If you have your production in Asia and there are delays in your production, then you have to fly the garments over, to compensate for the lost time. Usually you ship on boats, in containers. One thing they do is to add some sort of gas in the containers to avoid any problems with insects or mould. It’s very humid and  since the shipment takes such a long time, the clothing starts to attract mould…Nasty! Shipping by boat, obviously is cheaper but takes longer and flying is more expensive, and faster.

To avoid tolls, and expensive shipping of materials across the planet, it’s clever to produce your garments in the continent where you will sell it. You sell in EU, then a production of materials and garments in EU, is ideal. From a sustainability aspect, this is very important.
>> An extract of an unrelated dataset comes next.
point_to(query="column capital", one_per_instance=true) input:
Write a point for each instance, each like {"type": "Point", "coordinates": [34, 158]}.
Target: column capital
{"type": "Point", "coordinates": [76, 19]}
To continue on that aspect, you also have to decide what type of packing you should have. Do you want to have poly bags or do you want to have bio degradable bags. Do you want to have recycled paper boxes or ordinary ones? How will you ship the garments, hanging or folded? Delivered hanging will of course look very nice, folded and packed in bags will have the garments look wrinkly and messy. I don’t think many shops will steam your garments before hanging them in the shop.

Read more in Finding A Factory about the advantages and disadvantages about your factory’s location.


Transport to the customers

Once you have received your awaited garments you have to distribute them to your customers. There will be a need for you to repackage the garments to fit the orders from your retailers. If you are small and only work with local wholesalers you can drive out your orders yourself. If you intend to sell it all online, then there is a bit more to think about; first you need the picking section where someone is repacking every outbound order. Don’t forget that this is a big part of your brand image. How do you pack it? What first impression do you want to give to your end customer? Then again you have to consider who your logistics partners are. Large market players are usually bound to one logistics partner in order to reach volume discounts. The advantage of being small is that you probably don’t have any volume discount and can use different partners. You can then as a service, offer your customers different transport solutions, depending on what they want. Are you going to offer free shipping? if you do, remember that you still have to pay for it, so that it is included in your price calculations.



There will be returns when working with apparel. How can you make this easy for your customers? Talk to your wholesalers how to handle this. If you are running an e-commerce business, can you include pre-printed return forms?

So to sum up, the important thing is to think of all aspects of transport and how you can make it easy with no headache. Make sure not to underestimate these costs and review them to make the best arrangements possible.